President Obama and the My Brother's Keeper Initiative Town Hall

Creating structure and support for high-risk, young males.

With the support of educators, faith-based groups, government, foundations, and various businesses, the president hopes to have their support to help guide, direct, and support young Black youth, by giving them the tools needed to succeed.

Heavy hitters join the initiative.

Leaders from Silicon Valley and the Emerson Collective plan to launch a $50 million competition to redesign high schools so that young people can learn in classrooms built for the 21st century. Also on board are US mayors, the National Congress of American Indians (who are going to do the same for young Native American boys and men), The College Board, AT&T, UBS, JPMorgan, City Foundation, and Discovery Communications, who the president says, "are making big commitments of their own to help young people like you get ahead."


  

With the National Basketball Association's Chris Paul (who introduced the president at the start of the event) and commissioner Adam Silver in the audience, the president announced that the NBA has committed to recruiting 25,000 new mentors to work directly with educators and schools across the country.

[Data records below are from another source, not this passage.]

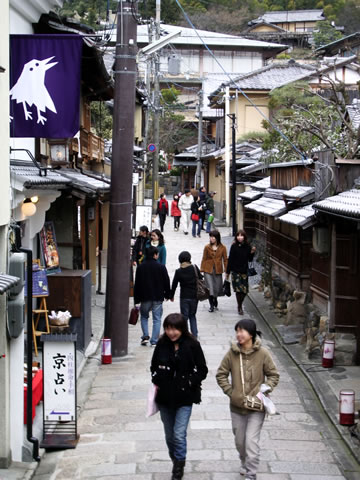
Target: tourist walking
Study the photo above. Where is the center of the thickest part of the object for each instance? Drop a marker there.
(138, 251)
(157, 240)
(202, 195)
(213, 264)
(162, 210)
(241, 253)
(152, 286)
(249, 365)
(176, 212)
(185, 206)
(210, 209)
(178, 367)
(196, 209)
(187, 275)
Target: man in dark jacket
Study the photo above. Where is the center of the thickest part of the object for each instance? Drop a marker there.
(138, 252)
(186, 276)
(152, 286)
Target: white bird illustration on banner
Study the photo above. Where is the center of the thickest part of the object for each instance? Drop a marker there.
(30, 88)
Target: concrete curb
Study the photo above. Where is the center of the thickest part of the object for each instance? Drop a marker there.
(328, 405)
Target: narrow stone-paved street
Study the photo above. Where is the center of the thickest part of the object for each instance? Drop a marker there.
(117, 441)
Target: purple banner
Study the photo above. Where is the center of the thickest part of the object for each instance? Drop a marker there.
(45, 80)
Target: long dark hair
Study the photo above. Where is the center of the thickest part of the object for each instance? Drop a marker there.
(176, 320)
(160, 235)
(250, 326)
(243, 233)
(216, 235)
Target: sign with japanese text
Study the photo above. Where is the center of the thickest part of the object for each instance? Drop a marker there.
(143, 216)
(59, 381)
(49, 248)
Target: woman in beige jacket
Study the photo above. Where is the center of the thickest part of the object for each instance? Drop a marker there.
(213, 265)
(258, 368)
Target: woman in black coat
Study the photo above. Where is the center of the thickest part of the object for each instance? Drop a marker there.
(241, 253)
(178, 367)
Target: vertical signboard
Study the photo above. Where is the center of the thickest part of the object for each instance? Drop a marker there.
(59, 381)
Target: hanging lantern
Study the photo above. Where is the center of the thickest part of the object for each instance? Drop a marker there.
(328, 354)
(106, 357)
(347, 407)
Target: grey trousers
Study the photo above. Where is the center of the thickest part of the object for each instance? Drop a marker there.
(246, 429)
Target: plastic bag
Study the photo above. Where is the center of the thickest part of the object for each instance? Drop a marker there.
(152, 407)
(269, 405)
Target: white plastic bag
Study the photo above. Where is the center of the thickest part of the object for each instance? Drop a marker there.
(152, 406)
(269, 405)
(156, 222)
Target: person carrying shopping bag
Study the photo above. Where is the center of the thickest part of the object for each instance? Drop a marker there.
(178, 367)
(213, 265)
(196, 210)
(162, 210)
(176, 212)
(185, 206)
(241, 253)
(249, 365)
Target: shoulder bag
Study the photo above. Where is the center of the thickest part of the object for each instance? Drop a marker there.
(250, 402)
(251, 270)
(134, 315)
(202, 291)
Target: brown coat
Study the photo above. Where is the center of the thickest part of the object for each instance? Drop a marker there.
(211, 258)
(257, 364)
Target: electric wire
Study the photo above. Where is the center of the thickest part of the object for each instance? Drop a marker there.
(232, 81)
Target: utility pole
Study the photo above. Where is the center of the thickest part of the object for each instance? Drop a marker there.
(233, 173)
(227, 155)
(118, 267)
(199, 150)
(155, 173)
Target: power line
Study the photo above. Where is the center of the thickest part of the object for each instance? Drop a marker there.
(275, 127)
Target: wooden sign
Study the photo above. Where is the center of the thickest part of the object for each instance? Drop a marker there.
(49, 248)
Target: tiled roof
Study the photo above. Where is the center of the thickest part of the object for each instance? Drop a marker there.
(272, 76)
(267, 206)
(262, 184)
(7, 282)
(302, 217)
(253, 168)
(295, 163)
(86, 183)
(288, 16)
(250, 195)
(28, 177)
(346, 204)
(299, 193)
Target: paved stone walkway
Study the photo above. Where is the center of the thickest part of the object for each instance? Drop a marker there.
(117, 441)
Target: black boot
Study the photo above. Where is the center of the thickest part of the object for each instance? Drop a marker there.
(178, 470)
(240, 298)
(211, 301)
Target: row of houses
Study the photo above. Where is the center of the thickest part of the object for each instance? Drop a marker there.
(71, 176)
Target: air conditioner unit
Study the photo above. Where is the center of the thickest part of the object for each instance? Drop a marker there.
(321, 240)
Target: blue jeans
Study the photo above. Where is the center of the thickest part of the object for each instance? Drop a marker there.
(208, 224)
(188, 307)
(156, 308)
(198, 223)
(175, 422)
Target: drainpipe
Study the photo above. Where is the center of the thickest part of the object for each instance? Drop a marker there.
(29, 432)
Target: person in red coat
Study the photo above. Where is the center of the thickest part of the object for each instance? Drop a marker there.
(176, 212)
(162, 210)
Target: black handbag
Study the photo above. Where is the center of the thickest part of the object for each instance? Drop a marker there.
(251, 270)
(202, 291)
(134, 315)
(227, 288)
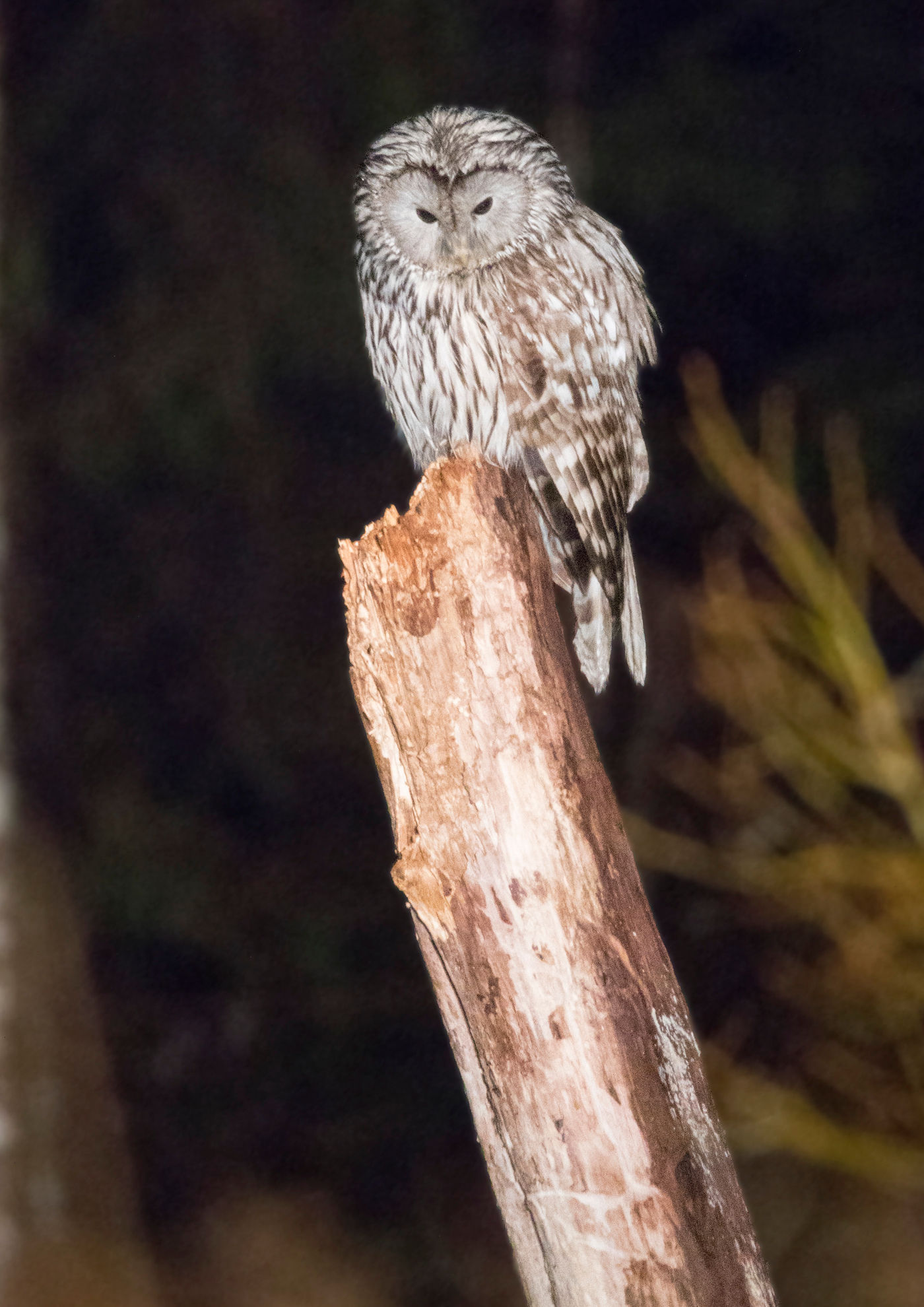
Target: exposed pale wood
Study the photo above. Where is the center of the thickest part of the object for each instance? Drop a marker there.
(565, 1017)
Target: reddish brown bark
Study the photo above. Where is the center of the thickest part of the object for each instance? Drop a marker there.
(565, 1017)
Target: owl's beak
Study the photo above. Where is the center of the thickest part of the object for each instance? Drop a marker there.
(457, 254)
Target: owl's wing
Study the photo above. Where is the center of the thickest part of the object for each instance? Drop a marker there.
(578, 328)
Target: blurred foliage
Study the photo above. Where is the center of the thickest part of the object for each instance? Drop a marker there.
(814, 801)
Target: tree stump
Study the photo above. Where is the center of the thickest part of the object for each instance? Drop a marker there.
(566, 1021)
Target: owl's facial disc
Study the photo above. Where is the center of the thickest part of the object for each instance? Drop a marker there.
(489, 211)
(459, 226)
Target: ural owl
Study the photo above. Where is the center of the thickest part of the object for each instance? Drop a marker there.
(505, 314)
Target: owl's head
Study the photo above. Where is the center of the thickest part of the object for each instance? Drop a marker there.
(459, 189)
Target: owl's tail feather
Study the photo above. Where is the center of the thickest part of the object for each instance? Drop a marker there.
(633, 629)
(594, 632)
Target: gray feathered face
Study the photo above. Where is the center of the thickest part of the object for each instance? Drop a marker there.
(453, 226)
(457, 190)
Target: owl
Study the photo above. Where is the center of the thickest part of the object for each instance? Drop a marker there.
(505, 314)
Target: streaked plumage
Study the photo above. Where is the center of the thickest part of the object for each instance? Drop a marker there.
(502, 313)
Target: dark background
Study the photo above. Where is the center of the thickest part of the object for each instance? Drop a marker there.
(194, 424)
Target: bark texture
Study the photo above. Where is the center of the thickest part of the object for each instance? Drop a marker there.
(565, 1017)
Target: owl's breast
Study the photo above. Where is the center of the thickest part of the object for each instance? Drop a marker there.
(437, 356)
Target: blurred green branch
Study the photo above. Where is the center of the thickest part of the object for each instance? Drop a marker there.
(817, 799)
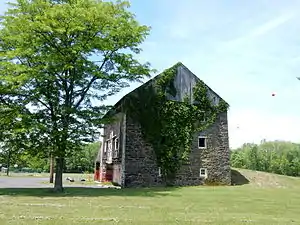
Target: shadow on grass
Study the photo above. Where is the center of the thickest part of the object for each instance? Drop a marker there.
(237, 178)
(89, 192)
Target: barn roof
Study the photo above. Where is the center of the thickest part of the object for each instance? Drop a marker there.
(177, 65)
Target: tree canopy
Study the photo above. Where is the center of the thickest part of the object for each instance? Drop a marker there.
(59, 60)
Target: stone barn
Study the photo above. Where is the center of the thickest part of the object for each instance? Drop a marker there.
(126, 157)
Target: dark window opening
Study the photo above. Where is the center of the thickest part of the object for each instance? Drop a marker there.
(202, 142)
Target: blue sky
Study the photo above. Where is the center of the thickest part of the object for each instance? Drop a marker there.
(244, 50)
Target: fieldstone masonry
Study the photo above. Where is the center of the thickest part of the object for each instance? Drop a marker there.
(134, 164)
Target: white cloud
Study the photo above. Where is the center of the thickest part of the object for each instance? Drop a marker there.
(254, 125)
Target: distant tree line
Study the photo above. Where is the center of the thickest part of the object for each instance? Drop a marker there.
(278, 157)
(80, 161)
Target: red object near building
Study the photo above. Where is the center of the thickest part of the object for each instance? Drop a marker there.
(97, 172)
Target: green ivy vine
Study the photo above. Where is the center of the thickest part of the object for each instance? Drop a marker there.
(169, 126)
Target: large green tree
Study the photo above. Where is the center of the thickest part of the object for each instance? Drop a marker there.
(59, 59)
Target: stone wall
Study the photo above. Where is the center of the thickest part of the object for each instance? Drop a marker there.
(216, 157)
(116, 128)
(140, 161)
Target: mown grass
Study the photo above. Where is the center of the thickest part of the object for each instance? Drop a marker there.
(266, 199)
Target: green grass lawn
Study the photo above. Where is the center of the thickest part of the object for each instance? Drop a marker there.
(266, 199)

Those interested in becoming a mentor can register on the White House mybrotherskeeper web site.

Often times reflecting on his own childhood, having been raised by a single parent, the president told the eager young crowd that he only met his father for a month. He praised single moms, and said the values his own mother had, are those "that every parent should have."

Parental values key for better parents, better children, better families.

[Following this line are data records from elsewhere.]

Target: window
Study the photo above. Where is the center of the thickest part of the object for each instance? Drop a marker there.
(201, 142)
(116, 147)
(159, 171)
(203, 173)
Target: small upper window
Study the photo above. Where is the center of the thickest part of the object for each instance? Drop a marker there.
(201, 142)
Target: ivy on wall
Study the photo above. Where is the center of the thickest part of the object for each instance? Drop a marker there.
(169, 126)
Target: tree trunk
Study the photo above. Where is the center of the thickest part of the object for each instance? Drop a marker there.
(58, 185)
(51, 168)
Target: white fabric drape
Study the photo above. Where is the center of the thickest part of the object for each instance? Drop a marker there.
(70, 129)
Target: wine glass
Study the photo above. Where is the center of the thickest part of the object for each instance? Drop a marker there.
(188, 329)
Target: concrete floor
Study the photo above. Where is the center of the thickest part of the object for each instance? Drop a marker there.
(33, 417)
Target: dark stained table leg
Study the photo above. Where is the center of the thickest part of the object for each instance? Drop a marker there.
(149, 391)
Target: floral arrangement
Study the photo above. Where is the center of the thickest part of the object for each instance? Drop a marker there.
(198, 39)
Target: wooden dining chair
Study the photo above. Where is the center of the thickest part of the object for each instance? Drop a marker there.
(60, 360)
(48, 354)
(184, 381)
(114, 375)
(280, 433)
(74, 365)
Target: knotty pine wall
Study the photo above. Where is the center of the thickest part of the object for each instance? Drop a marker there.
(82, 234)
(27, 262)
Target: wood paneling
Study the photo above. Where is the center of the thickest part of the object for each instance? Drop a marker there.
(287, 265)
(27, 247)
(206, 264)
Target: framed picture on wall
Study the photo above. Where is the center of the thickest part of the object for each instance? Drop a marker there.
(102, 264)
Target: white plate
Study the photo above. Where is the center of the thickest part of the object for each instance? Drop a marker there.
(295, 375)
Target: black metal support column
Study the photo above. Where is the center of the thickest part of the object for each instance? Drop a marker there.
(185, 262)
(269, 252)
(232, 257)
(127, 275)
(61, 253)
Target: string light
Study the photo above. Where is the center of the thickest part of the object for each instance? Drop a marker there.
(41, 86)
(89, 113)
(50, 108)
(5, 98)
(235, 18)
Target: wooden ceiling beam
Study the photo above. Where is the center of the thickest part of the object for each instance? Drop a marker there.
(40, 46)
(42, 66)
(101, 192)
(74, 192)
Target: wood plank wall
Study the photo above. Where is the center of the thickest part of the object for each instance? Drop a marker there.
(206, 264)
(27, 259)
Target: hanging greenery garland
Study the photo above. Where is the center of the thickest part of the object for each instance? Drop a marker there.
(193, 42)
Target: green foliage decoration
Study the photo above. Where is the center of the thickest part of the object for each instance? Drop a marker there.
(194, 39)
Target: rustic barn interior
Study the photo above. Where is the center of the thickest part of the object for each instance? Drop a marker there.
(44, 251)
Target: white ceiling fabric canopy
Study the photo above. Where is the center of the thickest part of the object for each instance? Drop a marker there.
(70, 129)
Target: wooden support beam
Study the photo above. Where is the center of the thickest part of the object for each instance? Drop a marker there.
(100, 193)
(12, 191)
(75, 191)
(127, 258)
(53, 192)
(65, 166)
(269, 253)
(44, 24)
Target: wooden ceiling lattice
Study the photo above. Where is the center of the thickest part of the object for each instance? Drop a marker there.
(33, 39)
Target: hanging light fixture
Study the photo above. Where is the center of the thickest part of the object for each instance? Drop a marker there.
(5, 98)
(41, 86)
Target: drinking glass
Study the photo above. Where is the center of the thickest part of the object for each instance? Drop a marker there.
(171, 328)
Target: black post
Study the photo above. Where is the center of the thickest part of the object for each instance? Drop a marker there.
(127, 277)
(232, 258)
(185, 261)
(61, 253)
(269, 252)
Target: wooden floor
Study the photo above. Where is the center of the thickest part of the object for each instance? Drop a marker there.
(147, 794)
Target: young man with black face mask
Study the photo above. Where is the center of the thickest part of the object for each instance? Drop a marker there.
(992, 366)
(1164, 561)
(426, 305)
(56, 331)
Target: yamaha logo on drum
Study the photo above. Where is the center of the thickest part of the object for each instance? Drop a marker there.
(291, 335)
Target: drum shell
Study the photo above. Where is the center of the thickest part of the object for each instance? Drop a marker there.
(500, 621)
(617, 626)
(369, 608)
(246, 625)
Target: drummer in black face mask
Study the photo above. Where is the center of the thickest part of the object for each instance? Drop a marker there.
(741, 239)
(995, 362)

Citing core, basic values the president gave a laundry list of values he says are inherently necessary for any parent to instill in their child, no matter the circumstances of the family structure.

"It doesn't matter if you're the mom or the dad", said President Obama, "loving your child, being responsible for your child, teaching them how to be honest, and how to be responsible for themselves, how to treat other people with kindness and respect, and work hard, "and just being there" are values that can be instilled by either the mom or the dad."

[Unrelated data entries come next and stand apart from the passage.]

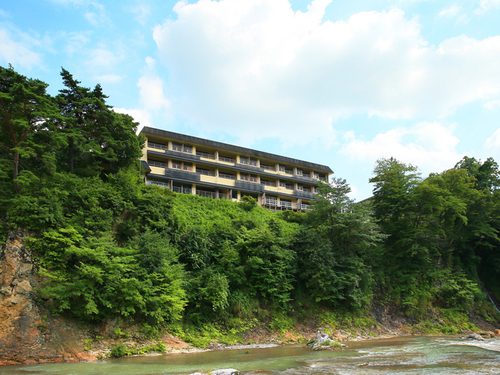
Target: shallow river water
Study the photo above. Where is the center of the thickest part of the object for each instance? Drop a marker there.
(405, 355)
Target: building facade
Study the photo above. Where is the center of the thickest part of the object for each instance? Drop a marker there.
(192, 165)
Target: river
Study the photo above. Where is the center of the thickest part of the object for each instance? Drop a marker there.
(404, 355)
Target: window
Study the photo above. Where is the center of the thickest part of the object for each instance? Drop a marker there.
(228, 176)
(176, 147)
(159, 146)
(226, 159)
(157, 163)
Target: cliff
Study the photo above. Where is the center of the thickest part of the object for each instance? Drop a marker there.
(27, 334)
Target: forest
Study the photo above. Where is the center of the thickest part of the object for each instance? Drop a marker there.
(107, 245)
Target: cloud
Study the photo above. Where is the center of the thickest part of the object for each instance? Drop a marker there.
(18, 52)
(428, 145)
(109, 78)
(257, 69)
(95, 12)
(492, 146)
(142, 11)
(141, 116)
(454, 11)
(492, 104)
(151, 91)
(98, 16)
(451, 11)
(487, 5)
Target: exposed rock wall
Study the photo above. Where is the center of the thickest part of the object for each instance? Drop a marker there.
(27, 335)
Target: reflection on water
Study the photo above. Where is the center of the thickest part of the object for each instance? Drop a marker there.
(407, 355)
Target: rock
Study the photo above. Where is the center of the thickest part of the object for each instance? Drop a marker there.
(26, 335)
(475, 336)
(324, 342)
(229, 371)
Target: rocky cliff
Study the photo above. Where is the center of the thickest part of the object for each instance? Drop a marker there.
(27, 333)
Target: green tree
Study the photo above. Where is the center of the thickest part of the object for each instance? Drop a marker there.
(336, 248)
(28, 119)
(97, 137)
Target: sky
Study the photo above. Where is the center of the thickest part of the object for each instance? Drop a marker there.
(339, 83)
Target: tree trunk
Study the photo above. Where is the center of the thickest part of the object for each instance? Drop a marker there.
(15, 173)
(70, 160)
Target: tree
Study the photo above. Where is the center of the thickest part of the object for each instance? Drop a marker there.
(97, 137)
(486, 173)
(336, 247)
(28, 120)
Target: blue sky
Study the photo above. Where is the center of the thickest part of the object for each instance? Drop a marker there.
(341, 83)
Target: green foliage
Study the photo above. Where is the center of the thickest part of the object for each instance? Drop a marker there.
(119, 350)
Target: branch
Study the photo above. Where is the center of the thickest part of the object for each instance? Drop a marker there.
(9, 122)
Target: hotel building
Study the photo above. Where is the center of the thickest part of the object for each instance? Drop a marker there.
(192, 165)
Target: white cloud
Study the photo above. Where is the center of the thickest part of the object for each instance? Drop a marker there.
(258, 69)
(98, 16)
(109, 78)
(492, 146)
(141, 116)
(151, 91)
(487, 5)
(142, 12)
(492, 104)
(428, 145)
(102, 58)
(451, 11)
(454, 11)
(18, 52)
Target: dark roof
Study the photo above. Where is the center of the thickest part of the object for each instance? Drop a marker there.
(238, 149)
(145, 166)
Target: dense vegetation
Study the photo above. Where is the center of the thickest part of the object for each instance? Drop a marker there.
(108, 245)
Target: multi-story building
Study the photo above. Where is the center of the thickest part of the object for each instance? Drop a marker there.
(192, 165)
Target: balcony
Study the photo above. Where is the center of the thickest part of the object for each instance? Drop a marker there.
(158, 146)
(226, 159)
(182, 190)
(248, 186)
(303, 194)
(205, 172)
(182, 175)
(205, 155)
(158, 183)
(268, 183)
(271, 202)
(227, 176)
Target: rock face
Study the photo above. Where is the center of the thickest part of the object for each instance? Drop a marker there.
(323, 341)
(27, 335)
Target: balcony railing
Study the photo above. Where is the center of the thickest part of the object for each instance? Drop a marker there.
(267, 168)
(206, 194)
(158, 183)
(227, 176)
(205, 155)
(272, 202)
(158, 146)
(205, 172)
(268, 183)
(159, 164)
(181, 189)
(226, 159)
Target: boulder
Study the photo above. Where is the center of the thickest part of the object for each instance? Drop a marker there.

"You get as much as you put in."

The president continued to take questions from the young audience, with a focus on family and education being elements of success.

The nearly long hour long town hall event helped to get an ear about what is on the minds of young people, and to provide a presidential, and empathetic, ear.


The Town Hall took place at the Walker Jones Education Campus where students are encouraged to develop in four core areas: Knowledge, Service, Leadership, and Character.